Progress ABL is a strongly typed, late-bound, English-like programming language. Although initially designed as a procedural language, starting with version 10.1 it was enhanced with object-oriented grammar elements, which can be mixed with the original procedural style. A block of code may have a transaction scoped to it, in which case database changes will be committed when it completes. An error raised within such a block will undo these changes. These defaults may be overridden by the programmer.

Simple programs run without a graphical user interface, but there is syntax to create one programmatically, or programmers can use the provided tools to build one.

==Examples==

===Hello world===

The following ABL code creates a window with the text "Hello, World!" and a button labelled "OK".

DEFINE VARIABLE w AS HANDLE NO-UNDO.

CREATE WINDOW w ASSIGN
    WIDTH = 50
    HEIGHT = 5
    MESSAGE-AREA = FALSE
    STATUS-AREA = FALSE.

CURRENT-WINDOW = w.

DEFINE BUTTON btnOK LABEL "OK" SIZE 12 BY 1.2.
FORM
    "Hello World!" VIEW-AS TEXT AT COL 20 ROW 2
    btnOK AT COL 20 ROW 4
    WITH FRAME f SIZE 50 BY 5 NO-BOX THREE-D.

VIEW FRAME f.
ENABLE btnOK WITH FRAME f.
WAIT-FOR "CHOOSE" OF btnOK.
DELETE OBJECT w.

A message-box can be used to achieve the same effect:

MESSAGE "Hello World!"
    VIEW-AS ALERT-BOX INFO BUTTONS OK.

The INFO parameter controls the message icons, and can be replaced with ERROR or WARNING for different looks.

The most basic "Hello, World" program is:

DISPLAY "Hello ".

===SQL SELECT equivalent===

The SQL statement:

SELECT * FROM customer;

(along with your chosen language connection and display procedures) can be expressed in Progress / ABL as:

FOR EACH customer NO-LOCK:
    DISPLAY customer.
END.

===SQL UPDATE equivalent===

The SQL statement:

UPDATE customer
    SET salesman = 'Fred'
    WHERE custno = 14;

(again, along with your chosen language connection and display procedures) can be expressed in Progress / ABL as:

FOR EACH customer WHERE customer.custno = 14 EXCLUSIVE-LOCK:
    ASSIGN customer.salesman = 'Fred'.
END.

..
(Some assumptions have been made about indexing, locking and transaction scoping in order to keep this example simple.)

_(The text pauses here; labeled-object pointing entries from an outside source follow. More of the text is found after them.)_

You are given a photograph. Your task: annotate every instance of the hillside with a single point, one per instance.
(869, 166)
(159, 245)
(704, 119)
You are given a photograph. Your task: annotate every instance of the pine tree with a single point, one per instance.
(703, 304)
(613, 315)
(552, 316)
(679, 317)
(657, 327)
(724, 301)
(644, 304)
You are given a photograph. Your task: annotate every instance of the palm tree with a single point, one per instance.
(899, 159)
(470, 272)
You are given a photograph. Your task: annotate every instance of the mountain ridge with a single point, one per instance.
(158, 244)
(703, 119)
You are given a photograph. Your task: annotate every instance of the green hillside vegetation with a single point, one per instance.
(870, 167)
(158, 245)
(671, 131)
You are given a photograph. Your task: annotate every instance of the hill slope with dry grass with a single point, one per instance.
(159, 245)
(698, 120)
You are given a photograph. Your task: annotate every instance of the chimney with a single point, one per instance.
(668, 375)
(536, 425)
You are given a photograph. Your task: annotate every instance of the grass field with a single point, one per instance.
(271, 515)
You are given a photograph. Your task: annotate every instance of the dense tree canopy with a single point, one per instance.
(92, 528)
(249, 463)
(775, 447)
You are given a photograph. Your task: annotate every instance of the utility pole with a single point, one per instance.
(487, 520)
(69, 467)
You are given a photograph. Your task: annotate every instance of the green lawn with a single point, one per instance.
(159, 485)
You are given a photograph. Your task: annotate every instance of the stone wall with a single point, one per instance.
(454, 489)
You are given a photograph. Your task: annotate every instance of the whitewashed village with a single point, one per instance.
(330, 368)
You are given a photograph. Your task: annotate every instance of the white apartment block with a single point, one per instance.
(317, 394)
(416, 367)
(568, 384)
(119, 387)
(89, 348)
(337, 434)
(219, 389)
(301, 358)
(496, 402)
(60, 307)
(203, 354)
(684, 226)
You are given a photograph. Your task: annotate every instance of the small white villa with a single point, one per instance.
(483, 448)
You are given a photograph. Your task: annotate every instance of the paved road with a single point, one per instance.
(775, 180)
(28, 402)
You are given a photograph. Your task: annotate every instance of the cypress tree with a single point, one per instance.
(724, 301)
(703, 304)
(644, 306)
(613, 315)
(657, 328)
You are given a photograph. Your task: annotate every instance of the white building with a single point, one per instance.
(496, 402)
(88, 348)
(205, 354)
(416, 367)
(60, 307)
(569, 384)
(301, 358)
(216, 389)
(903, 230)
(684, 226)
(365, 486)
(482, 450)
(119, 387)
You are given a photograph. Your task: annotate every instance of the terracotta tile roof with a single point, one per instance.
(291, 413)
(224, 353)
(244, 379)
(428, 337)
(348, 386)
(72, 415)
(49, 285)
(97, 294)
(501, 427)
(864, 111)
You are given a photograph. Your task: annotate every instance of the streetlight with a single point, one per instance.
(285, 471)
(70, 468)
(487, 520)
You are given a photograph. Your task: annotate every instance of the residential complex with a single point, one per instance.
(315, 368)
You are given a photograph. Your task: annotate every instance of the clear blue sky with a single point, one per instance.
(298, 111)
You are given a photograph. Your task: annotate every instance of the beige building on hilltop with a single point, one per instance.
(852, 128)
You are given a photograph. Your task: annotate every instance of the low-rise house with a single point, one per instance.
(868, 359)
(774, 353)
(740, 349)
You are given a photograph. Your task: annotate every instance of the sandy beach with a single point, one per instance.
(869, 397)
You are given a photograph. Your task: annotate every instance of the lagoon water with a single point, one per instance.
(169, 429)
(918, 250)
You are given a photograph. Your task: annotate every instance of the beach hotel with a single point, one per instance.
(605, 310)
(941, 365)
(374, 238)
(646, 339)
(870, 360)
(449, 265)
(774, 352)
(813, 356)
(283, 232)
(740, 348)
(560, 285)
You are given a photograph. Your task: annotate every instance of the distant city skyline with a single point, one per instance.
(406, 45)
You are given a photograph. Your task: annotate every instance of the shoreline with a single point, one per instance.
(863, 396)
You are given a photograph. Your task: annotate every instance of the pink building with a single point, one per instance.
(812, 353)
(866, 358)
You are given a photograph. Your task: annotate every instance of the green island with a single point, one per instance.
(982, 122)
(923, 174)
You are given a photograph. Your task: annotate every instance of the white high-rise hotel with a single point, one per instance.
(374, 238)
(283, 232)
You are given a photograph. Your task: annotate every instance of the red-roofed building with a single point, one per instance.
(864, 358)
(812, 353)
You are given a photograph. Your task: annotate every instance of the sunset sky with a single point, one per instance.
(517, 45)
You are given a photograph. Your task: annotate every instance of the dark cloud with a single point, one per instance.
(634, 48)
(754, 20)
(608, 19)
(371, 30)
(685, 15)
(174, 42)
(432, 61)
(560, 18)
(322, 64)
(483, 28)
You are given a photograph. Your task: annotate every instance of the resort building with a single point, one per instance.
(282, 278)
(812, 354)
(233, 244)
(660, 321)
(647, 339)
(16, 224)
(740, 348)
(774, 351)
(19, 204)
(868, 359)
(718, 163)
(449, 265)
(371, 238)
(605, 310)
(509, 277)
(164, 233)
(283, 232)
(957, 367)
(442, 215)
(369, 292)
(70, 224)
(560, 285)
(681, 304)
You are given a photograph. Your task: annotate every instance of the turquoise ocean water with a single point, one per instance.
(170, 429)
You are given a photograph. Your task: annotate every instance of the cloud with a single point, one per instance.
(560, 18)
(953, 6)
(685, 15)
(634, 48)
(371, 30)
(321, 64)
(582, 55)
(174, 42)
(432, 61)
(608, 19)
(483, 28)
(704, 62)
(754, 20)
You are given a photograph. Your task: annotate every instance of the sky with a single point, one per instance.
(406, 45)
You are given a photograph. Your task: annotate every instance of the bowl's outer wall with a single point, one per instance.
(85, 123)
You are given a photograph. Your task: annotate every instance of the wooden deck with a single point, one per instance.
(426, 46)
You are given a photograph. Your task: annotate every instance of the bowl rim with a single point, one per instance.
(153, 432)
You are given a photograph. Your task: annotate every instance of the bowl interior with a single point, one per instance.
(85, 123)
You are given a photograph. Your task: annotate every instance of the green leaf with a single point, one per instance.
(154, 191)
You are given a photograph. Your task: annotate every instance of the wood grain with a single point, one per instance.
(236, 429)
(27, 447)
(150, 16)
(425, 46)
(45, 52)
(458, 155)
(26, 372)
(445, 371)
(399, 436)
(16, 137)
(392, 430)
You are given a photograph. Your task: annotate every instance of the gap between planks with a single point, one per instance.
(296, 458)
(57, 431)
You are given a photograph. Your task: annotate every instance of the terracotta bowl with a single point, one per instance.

Data access in the ABL is record-based, in contrast to the result-set-based processing found in traditional SQL languages. While SQL operations typically act on sets of records, ABL processes one record at a time, similar to using a cursor in SQL.

Record-based processing provides a fine-grained locking model, allowing the developer to apply different lock levels (e.g., EXCLUSIVE-LOCK, SHARE-LOCK, or NO-LOCK) when accessing records.

This approach can offer predictable memory usage, especially in environments using shared memory connections, where the application and database reside on the same host. In client-server (networked) deployments, however, each record or block of records fetched typically involves a network round trip. For example, with a default prefetch size of 50 records and a network latency of 50 ms, retrieving 1,000,000 records may result in up to 1,000 seconds of latency. This illustrates a potential drawback of record-by-record access in high-latency environments.

==Application areas==

The language is used in a wide variety of application areas, some examples:

- Mortgage and auto loan origination at US banks
- Rental car reservation systems
- Manufacturing ERP
- Wholesale distribution ERP
- Warehouse systems
- Transportation systems
- Commercial service force dispatching
- Security card systems
- Gaming systems (think Las Vegas, not video)

OpenEdge can be used for:
- Microsoft Windows GUI (Graphical User Interface)
- WWW programming (Unix and Windows)
- CHUI (CHaracter User Interface) (Unix and Windows)
- JSON and XML appserver programming (Unix and Windows)
- as well background process programming (Unix and Windows).